Basic classification and regression trees (CART)

These are the classic implementations, reported in the 1950s but the ideas of branching decision-making likely dated back much further. Conceptually, ways to partition data grows rapidly with increasing data. Classic trees implement recursive binary splitting, a greedy approach that makes the best split at every branch point. However, this allows for the possibility of an adequate early split that precludes a much better later split. This problem is addressed with pruning, where a very large tree is grown, then a subtree is selected with cross-validation.

These classic implementations have several disadvantages. One, trees are usually unstable, with changes in data often generating entirely different trees. Two, trees typically have lower accuracy than other methods. Three, naively implemented trees do not scale very well.

Refinements and extensions

Refinemenents to CART include CHAID (Chi-square Automatic Interaction Detection), a non-parametric decision tree incorporating Bonferroni correction for significance testing.

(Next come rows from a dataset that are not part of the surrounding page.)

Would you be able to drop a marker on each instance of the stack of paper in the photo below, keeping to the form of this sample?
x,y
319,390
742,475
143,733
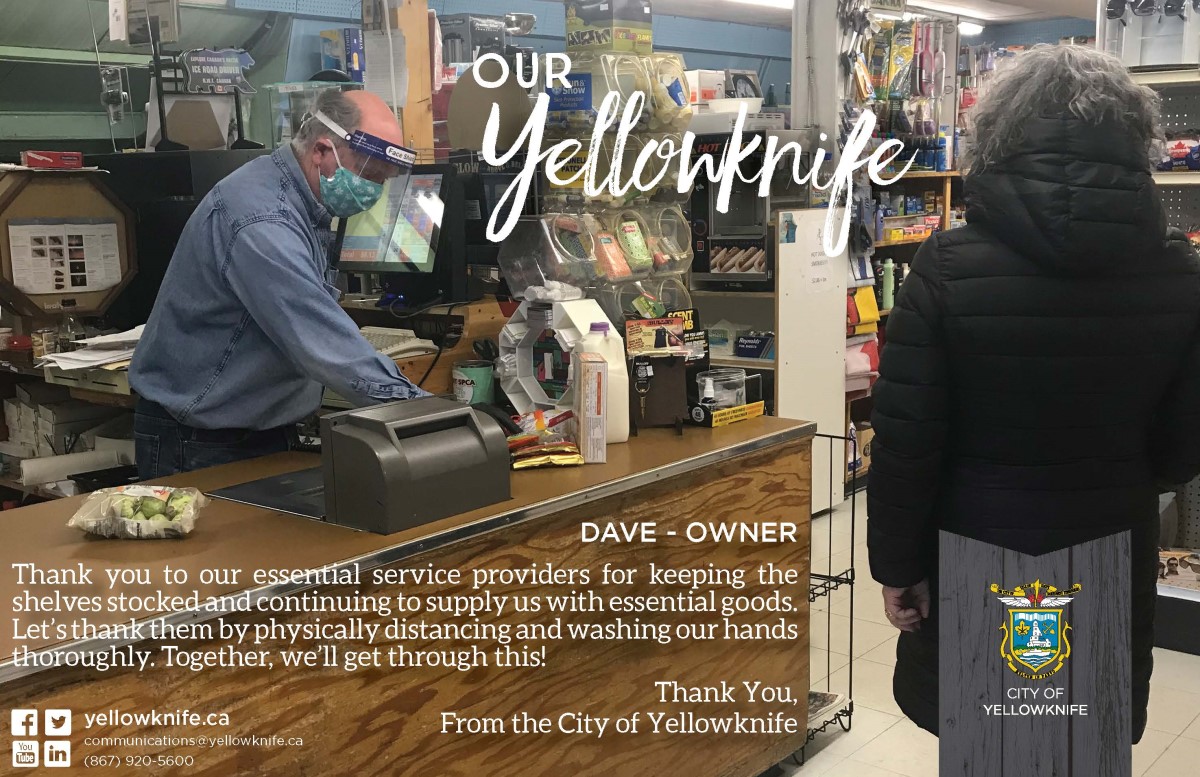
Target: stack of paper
x,y
103,351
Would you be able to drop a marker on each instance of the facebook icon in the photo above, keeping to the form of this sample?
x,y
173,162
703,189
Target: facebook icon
x,y
24,722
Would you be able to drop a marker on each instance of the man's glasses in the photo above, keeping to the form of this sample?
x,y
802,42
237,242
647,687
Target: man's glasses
x,y
381,160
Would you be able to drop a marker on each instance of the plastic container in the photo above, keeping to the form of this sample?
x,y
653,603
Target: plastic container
x,y
574,197
601,339
733,104
670,109
173,512
667,190
724,387
670,240
889,284
557,248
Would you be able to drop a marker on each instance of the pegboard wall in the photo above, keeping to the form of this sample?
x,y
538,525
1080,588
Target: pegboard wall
x,y
346,10
1182,205
1181,108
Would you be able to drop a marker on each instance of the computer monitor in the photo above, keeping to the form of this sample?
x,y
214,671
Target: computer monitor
x,y
413,236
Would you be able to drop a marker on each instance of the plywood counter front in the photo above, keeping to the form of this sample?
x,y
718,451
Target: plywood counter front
x,y
384,721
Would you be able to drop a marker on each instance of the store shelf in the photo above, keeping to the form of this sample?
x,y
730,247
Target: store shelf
x,y
742,361
934,174
1177,179
750,295
22,369
1167,78
904,241
31,491
940,216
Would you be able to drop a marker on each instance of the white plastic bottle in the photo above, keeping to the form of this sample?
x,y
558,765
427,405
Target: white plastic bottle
x,y
600,339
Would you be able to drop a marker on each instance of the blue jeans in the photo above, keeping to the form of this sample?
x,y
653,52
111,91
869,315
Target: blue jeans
x,y
166,446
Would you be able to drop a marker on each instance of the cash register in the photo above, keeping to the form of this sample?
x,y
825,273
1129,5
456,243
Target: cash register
x,y
393,467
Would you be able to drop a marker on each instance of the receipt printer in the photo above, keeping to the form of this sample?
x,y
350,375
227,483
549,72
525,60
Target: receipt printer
x,y
402,464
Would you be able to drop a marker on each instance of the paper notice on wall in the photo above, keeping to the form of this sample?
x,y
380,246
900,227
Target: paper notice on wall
x,y
381,62
118,19
802,234
57,257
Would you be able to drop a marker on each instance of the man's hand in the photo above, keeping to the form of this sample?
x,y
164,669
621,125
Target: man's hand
x,y
906,607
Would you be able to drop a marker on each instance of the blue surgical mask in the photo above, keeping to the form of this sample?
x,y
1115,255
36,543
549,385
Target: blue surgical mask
x,y
346,193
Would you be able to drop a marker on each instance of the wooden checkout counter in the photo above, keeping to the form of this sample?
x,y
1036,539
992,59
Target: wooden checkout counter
x,y
387,721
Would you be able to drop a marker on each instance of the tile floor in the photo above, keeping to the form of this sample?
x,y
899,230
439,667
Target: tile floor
x,y
883,744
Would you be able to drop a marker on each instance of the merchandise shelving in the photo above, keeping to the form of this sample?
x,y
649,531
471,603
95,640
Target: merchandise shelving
x,y
904,241
742,361
1168,78
1177,179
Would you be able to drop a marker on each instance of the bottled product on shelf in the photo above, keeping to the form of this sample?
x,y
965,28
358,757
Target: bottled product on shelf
x,y
601,339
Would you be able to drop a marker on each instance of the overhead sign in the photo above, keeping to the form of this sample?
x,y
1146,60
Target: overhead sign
x,y
217,71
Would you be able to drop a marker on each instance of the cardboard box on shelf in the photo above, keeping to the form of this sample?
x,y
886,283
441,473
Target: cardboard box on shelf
x,y
342,49
63,437
467,36
120,428
121,446
591,405
610,25
75,410
12,413
35,393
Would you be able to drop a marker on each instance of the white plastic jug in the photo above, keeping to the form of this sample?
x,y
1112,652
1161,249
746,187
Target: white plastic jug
x,y
601,339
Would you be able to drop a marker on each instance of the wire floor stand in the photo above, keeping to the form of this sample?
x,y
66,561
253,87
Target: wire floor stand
x,y
840,710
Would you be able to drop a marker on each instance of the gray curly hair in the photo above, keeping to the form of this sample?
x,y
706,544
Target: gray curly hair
x,y
1091,84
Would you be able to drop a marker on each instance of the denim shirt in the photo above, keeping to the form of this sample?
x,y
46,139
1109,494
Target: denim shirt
x,y
246,326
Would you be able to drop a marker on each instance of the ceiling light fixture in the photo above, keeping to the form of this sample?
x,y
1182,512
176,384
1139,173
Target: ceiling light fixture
x,y
767,4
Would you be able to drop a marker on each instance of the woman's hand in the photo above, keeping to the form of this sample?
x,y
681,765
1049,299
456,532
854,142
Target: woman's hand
x,y
906,607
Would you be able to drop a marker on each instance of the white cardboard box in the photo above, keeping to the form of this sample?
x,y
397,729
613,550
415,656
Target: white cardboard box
x,y
591,375
706,85
12,413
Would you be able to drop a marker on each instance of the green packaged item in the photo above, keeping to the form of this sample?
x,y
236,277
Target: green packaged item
x,y
649,306
637,253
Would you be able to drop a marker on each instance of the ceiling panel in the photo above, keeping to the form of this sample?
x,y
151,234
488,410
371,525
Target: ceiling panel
x,y
726,11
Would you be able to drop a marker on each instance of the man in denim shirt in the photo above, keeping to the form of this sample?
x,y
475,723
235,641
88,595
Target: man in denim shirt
x,y
246,327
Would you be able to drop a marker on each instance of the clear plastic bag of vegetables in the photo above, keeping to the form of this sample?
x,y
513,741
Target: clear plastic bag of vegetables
x,y
139,512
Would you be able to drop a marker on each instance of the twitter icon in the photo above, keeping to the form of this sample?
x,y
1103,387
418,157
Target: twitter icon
x,y
58,723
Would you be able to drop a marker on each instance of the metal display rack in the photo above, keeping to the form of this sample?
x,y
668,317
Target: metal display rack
x,y
828,706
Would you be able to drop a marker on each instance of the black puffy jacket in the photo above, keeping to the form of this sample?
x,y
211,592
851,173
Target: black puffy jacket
x,y
1041,377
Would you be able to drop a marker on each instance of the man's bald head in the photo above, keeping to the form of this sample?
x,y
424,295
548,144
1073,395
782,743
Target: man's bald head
x,y
376,118
321,151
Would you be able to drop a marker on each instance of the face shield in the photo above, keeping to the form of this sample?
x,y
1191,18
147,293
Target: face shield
x,y
372,157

Enhancements that take some average of multiple trees to address instability of a single tree include boosted trees and bagged trees. Random forest, an example of bagged trees, combines results from subtrees into a single predictor. In classification, a majority vote is used, in regression an average is returned.

Implementations

The rpart package allows straightforward regression and classification in R, with pruning. Random Forest is implemented in the R package of the same name. Among other things, randomForest will return the relative importance of the input predictors, to be used in variable selection.

Written on March 24, 2020